8 min read

CITEXT in Postgres: Case-Insensitive Text Without the LOWER Trap

CITEXT is a good fit when a column is almost always compared case-insensitively. It is not a universal Unicode answer, and it is not free.

The bug usually arrives as a duplicate account. One user signs up as Ada@example.com. Another path normalizes to ada@example.com. A support engineer searches for one and sees the other. The application has "email lowercasing" in four places, but one import job missed it.

This is the problem citext can solve well: a column whose business meaning is case-insensitive most of the time.

It does not make text handling simple forever.

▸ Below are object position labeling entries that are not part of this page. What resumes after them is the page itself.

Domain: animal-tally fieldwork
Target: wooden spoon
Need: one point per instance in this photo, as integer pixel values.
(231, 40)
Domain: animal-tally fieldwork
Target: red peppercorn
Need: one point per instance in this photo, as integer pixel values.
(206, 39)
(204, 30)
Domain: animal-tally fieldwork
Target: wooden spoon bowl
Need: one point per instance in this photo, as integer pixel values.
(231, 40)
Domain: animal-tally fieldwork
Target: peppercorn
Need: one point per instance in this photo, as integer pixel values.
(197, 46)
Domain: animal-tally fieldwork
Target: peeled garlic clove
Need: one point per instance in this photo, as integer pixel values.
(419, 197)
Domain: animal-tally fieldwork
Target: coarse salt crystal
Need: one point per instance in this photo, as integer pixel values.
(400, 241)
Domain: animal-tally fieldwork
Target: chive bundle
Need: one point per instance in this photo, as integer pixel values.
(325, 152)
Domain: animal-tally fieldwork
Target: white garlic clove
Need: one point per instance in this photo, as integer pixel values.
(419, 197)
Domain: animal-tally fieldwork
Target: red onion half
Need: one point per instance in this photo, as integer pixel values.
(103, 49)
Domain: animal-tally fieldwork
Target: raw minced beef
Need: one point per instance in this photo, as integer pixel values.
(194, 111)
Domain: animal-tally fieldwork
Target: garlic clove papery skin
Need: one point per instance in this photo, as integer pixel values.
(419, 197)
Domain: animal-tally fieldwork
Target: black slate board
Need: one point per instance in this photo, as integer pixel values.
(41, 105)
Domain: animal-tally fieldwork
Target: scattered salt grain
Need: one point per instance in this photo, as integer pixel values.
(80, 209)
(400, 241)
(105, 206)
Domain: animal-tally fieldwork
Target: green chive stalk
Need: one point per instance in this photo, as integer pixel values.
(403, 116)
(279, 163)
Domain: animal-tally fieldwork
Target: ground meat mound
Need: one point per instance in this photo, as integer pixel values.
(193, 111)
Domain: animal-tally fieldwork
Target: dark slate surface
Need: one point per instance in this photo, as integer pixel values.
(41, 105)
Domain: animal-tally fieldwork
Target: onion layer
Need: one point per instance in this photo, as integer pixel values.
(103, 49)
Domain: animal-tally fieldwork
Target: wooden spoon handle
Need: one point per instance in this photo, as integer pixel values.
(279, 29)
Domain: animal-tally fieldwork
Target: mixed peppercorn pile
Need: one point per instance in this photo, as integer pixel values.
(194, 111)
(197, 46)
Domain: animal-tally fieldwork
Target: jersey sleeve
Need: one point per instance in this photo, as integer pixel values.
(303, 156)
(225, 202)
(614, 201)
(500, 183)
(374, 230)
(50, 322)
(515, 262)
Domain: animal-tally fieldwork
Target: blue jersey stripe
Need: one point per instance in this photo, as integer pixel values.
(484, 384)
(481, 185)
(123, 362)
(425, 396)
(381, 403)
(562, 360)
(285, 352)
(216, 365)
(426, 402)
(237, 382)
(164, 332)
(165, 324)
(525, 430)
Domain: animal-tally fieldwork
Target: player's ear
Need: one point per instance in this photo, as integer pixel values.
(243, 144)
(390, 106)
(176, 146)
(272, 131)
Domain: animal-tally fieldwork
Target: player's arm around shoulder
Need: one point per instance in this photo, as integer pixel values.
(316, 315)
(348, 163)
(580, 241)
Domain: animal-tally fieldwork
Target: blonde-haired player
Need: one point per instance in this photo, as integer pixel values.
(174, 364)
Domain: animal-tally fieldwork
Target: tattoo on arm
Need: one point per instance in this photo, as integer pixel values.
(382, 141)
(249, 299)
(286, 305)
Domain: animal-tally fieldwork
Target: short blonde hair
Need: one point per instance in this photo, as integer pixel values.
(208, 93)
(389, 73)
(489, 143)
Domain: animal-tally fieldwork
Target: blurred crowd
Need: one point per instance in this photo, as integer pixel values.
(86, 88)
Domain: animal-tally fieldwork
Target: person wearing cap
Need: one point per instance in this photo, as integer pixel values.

It moves one specific rule into the database, which is exactly where uniqueness rules should live.

The framework: decide what equality means

Before choosing citext, ask the product question: should these two values be considered the same?

  • Email login identifiers: often yes.
  • Usernames: maybe, depending on product policy.
  • Display names: usually no.
  • Search text across multiple languages: probably needs a more deliberate collation/search design.

If the answer is "this column is case-insensitive by definition," citext is worth considering. If the answer changes by query, use text and explicit indexes.

The LOWER pattern works until it leaks

SELECT *
FROM users
WHERE lower(email) = lower($1);

This works, but it has two operational traps. First, every query must remember the rule. Second, it needs an expression index to be fast.

CREATE UNIQUE INDEX users_email_lower_key
ON users (lower(email));

That can be a perfectly good design. The problem is inconsistency. If one code path uses email = $1 instead of lower(email) = lower($1), the database will do exactly what you asked, not what the product intended.

CITEXT makes the column carry the rule

CREATE EXTENSION IF NOT EXISTS citext;

ALTER TABLE users
  ALTER COLUMN email TYPE citext;

ALTER TABLE users
  ADD CONSTRAINT users_email_key UNIQUE (email);

Now equality, uniqueness, and ordinary B-tree lookup use case-insensitive behavior for that column. The schema says what the product means.

Migration needs a duplicate check first

Do not change a production email column to citext before proving there are no case-folded duplicates.

SELECT lower(email) AS normalized_email, count(*), array_agg(id ORDER BY id)
FROM users
GROUP BY lower(email)
HAVING count(*) > 1;

If this returns rows, the migration is a product cleanup, not a DDL task. Decide which account wins, how merges work, and what support needs to know.

The limitations matter

The official PostgreSQL docs are explicit: citext internally behaves much like applying lower for comparisons. Its behavior depends on the database locale, and it does not handle every Unicode case-folding nuance.

For modern multilingual requirements, PostgreSQL docs suggest considering nondeterministic collations instead of citext. That is especially relevant if you need accent-insensitive comparison, language-specific behavior, or better Unicode semantics.

There is also a performance tradeoff. citext comparisons do extra work compared with plain text. Usually that is fine for identifiers. It is not something I would casually apply to wide text columns or hot analytical paths.

When I still prefer text plus an index

I keep text when the column needs both case-sensitive and case-insensitive behavior in hot paths. You can support both with different indexes, but then you should make that choice explicit.

CREATE INDEX users_email_exact_idx ON users (email);
CREATE INDEX users_email_lower_idx ON users (lower(email));

This is more verbose, but it avoids surprising future queries that expect exact string behavior.

What I check in production

  • Is the equality rule truly case-insensitive for this column?
  • Are there existing duplicates under lower(column)?
  • Does the database locale match the product's language assumptions?
  • Do any queries still need exact case-sensitive comparison?
  • Will the extension be allowed in every environment, including managed Postgres?

The pragmatic default

Use citext for identifiers where case-insensitive equality is the rule, not a query preference. Use text plus explicit indexes when the rule varies. Use nondeterministic collations when Unicode and accent behavior are central to the product.

The mistake is not choosing citext. The mistake is pretending case-insensitive equality is an application convention instead of a database invariant.